Catherine Baker-Martin looked up and down the curtain, and she saw the man trying to get the chair into the back of the car.He gripped the chair with his good hand and tried to push it up with his knee.The chair tipped over.He straightened it up, and with his fingers, wiped a spot where dirt from the parking lot had caught on the chintz. She came out. "Give me a hand." Her tone was on point—help and nothing else. "Are you willing to help? Thank you." The voice was strange, nervous and unnatural.Not a local accent. The floor lamp shone on his face from below, distorting his facial features, but she could still see his body clearly.He wore neatly pressed khaki trousers and a sort of chamois shirt that was unbuttoned and showed a freckled chest.His chin and cheeks are hairless, smooth like a woman's, and the two eyes above the cheekbones are just like two beans in the shadow of the lamp, emitting thin light.

He looked at her too, and she was sensitive about it.As long as she is close to men, men are often surprised by her huge figure, some just don't show it very much. "Good!" he said. The man smelled bad, and she noticed, to her disgust, that his chamois shirt still had curly hair on the shoulders and under the sleeves. Lifting the chair to the low floor of the car is not difficult. "Let's push it forward, shall we?" He climbed into the car and moved some debris, a large flat basin that can be pushed under the car to drain oil, and a small crank handle called a coffin utensil.

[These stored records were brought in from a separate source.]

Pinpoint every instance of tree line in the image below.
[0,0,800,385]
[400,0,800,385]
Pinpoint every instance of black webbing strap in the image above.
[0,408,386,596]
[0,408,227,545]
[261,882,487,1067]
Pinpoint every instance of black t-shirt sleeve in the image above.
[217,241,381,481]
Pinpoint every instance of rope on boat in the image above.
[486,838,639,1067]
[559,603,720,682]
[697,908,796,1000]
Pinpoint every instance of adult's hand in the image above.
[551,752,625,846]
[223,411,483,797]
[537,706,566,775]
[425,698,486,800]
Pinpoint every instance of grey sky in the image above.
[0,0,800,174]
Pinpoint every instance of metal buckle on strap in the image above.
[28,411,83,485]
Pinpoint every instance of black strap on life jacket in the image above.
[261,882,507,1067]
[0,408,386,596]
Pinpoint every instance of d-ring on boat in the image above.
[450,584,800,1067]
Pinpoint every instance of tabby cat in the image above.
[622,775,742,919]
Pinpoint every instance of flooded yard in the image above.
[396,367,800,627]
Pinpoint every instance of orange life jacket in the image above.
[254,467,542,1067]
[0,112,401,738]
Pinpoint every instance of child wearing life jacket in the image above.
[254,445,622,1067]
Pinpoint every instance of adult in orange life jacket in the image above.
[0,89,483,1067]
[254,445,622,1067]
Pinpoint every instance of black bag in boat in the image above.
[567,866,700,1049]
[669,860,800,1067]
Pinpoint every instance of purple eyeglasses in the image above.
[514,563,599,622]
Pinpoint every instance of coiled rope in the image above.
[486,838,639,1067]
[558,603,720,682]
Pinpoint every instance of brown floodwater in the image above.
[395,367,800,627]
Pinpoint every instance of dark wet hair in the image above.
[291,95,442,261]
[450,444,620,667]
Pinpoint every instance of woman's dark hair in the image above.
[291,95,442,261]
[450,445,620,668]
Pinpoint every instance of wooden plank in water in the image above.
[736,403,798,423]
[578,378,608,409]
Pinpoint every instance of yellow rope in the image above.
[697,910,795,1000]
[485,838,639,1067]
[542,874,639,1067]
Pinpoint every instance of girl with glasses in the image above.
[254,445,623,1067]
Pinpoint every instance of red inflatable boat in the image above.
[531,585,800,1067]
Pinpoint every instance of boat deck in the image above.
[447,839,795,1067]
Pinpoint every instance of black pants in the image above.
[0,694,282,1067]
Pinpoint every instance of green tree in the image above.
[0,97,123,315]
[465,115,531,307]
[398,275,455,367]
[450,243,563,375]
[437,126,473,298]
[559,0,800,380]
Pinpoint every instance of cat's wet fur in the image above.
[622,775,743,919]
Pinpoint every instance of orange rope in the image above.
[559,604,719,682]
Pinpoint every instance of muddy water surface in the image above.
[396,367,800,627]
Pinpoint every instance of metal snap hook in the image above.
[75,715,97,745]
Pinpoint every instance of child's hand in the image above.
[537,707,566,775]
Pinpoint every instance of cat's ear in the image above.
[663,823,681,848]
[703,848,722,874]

They pushed the chair straight forward to just behind the seat. "You must be fourteen?" he said. "what?" "Would you please pass me the rope? It's right at your feet." As she leaned over to look, he smashed the back of her head with a plaster cast.Thinking that her head had hit something, she raised a hand to block it, but the plaster clamp came down again, smashing her finger on the skull; again, this time behind the ear; One hit kept hitting, each hit was not too heavy, until she fell on the chair.She rolled onto the floor of the car and lay on her side.

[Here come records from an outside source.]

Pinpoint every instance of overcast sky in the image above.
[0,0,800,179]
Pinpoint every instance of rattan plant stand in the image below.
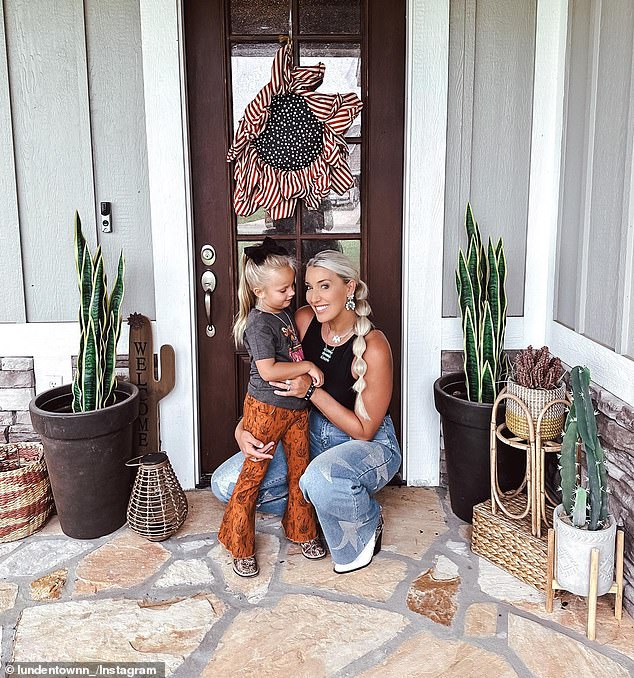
[490,388,570,539]
[546,528,625,640]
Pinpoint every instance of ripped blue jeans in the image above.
[211,409,401,565]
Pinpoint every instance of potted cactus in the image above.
[553,366,616,596]
[434,204,526,522]
[30,213,139,539]
[506,346,566,440]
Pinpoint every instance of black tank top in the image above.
[302,318,357,410]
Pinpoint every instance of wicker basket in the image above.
[0,443,53,542]
[506,379,566,440]
[471,496,548,591]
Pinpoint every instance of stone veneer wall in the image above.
[440,351,634,615]
[0,357,39,443]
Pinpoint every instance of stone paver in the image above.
[506,591,634,660]
[407,570,460,626]
[176,490,225,537]
[13,596,224,673]
[179,539,214,553]
[360,632,517,678]
[0,581,18,614]
[155,560,214,588]
[30,569,68,600]
[209,532,280,604]
[34,515,64,537]
[202,595,408,678]
[377,487,447,558]
[0,539,91,579]
[477,558,544,603]
[508,614,630,678]
[464,603,498,638]
[0,487,634,678]
[74,530,170,594]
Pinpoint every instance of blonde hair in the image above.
[306,250,374,419]
[232,254,297,347]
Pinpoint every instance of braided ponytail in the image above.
[352,280,373,419]
[306,250,374,420]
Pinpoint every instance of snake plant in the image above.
[559,365,608,530]
[456,203,508,403]
[73,212,125,412]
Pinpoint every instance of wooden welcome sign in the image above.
[128,313,176,456]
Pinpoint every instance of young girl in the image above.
[218,237,326,577]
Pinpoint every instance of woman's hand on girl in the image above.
[308,362,324,387]
[269,374,313,398]
[235,420,275,461]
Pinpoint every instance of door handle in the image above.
[200,271,216,337]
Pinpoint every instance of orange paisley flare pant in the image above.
[218,394,317,558]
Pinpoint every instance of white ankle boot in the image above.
[333,514,383,574]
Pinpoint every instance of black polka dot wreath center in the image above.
[253,94,324,170]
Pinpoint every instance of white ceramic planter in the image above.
[554,504,616,596]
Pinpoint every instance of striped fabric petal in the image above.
[227,45,363,220]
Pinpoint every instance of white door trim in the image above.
[140,0,199,488]
[402,0,449,485]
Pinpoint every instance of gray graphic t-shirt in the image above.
[244,308,308,410]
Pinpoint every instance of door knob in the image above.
[200,271,216,337]
[200,245,216,266]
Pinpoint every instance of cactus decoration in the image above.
[559,366,608,530]
[72,212,125,412]
[456,203,508,403]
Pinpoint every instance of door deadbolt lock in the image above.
[200,245,216,266]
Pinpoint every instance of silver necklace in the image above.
[328,323,354,344]
[319,324,354,363]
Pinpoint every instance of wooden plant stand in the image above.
[546,527,625,640]
[490,389,570,538]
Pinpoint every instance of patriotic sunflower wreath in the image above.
[227,43,363,220]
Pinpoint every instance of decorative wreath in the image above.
[227,43,363,220]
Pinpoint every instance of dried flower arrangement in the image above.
[513,346,564,390]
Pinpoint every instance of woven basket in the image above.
[471,497,548,591]
[126,452,188,541]
[0,443,53,542]
[506,379,566,440]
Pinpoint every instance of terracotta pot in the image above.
[29,382,139,539]
[553,504,616,596]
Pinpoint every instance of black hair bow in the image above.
[244,235,288,266]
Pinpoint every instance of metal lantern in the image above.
[126,452,187,541]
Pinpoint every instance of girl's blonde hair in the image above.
[232,254,297,348]
[306,250,374,419]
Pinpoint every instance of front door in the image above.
[184,0,405,474]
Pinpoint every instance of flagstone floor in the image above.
[0,487,634,678]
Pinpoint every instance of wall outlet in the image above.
[46,374,64,388]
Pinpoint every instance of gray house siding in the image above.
[554,0,634,358]
[443,0,536,317]
[0,0,154,322]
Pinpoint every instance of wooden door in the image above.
[184,0,405,474]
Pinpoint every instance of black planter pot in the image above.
[434,372,526,523]
[29,381,139,539]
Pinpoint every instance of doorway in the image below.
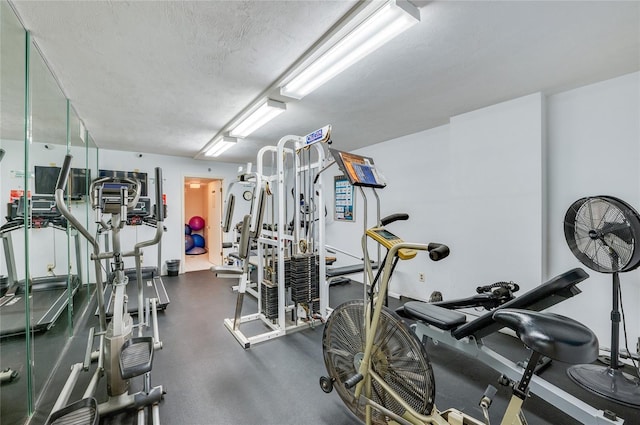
[183,176,223,273]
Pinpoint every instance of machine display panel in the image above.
[329,149,386,188]
[98,170,149,196]
[375,229,400,241]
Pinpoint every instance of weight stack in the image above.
[289,254,320,313]
[260,279,278,319]
[264,257,291,288]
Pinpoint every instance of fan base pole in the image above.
[567,365,640,408]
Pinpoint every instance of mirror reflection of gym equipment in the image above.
[0,195,82,336]
[47,155,164,425]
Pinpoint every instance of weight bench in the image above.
[396,268,624,425]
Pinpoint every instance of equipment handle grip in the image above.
[380,213,409,226]
[344,373,364,389]
[56,154,73,190]
[156,167,164,221]
[427,242,450,261]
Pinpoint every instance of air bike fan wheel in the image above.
[564,196,640,407]
[321,300,435,425]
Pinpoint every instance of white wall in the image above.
[546,73,640,342]
[325,73,640,350]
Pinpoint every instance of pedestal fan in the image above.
[564,196,640,407]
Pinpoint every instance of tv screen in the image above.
[98,170,148,196]
[34,165,60,195]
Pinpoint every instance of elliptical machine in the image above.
[47,155,164,425]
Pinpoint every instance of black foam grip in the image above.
[156,167,164,221]
[344,373,364,389]
[380,213,409,226]
[56,154,73,190]
[427,242,449,261]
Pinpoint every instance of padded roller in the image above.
[120,336,153,379]
[47,397,99,425]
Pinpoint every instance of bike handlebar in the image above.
[427,242,450,261]
[380,213,409,226]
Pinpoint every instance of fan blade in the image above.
[600,222,633,245]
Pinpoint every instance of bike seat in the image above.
[493,308,598,364]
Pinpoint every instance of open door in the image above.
[184,176,223,272]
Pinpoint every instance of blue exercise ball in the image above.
[186,246,207,255]
[191,234,204,248]
[184,235,194,251]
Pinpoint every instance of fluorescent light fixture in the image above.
[229,99,287,139]
[205,136,238,157]
[280,0,420,99]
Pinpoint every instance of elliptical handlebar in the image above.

The man studied her for a moment, then tore off the cast and sling.He quickly took the light into the car and closed the rear door. He tugged at her collar, reluctantly looking at the size tag on her blouse. "Good!" he said. He used a pair of bandage scissors to cut the shirt from the bottom up from the back, tore it off, and handcuffed her hands behind her back.He spread a mover's mat on the floor of the car and rolled her so that she lay on her back. She wasn't wearing a veil.He poked her big nipples with his fingers, and they felt heavy and elastic. "Good!" he said.

There is a pink sucking mark on her left breast.He rubbed the mark with his finger Tian Tian, ​​just like he wiped the stain on the calico; when the reddishness gradually faded under light pressure, he nodded, and he rolled her body again so that she lay on her stomach, I used my fingers to part her thick hair to check her scalp. The plaster clamp was filled with something and did not break her scalp. He felt for the pulse with two fingers on the side of her neck and found it strong. "Okay—!" he said.He still had a long drive to get back to his two-story house, and he'd rather not field her here.

Catherine, Baker.Martin's cat watched the car go away through the window, the tail lights getting closer and closer. Behind the cat, the phone is ringing.The machine in the bedroom answered the phone, and the red light on the machine flickered in the dark. The caller was Catherine's mother, a newly elected U.S. senator from Tennessee.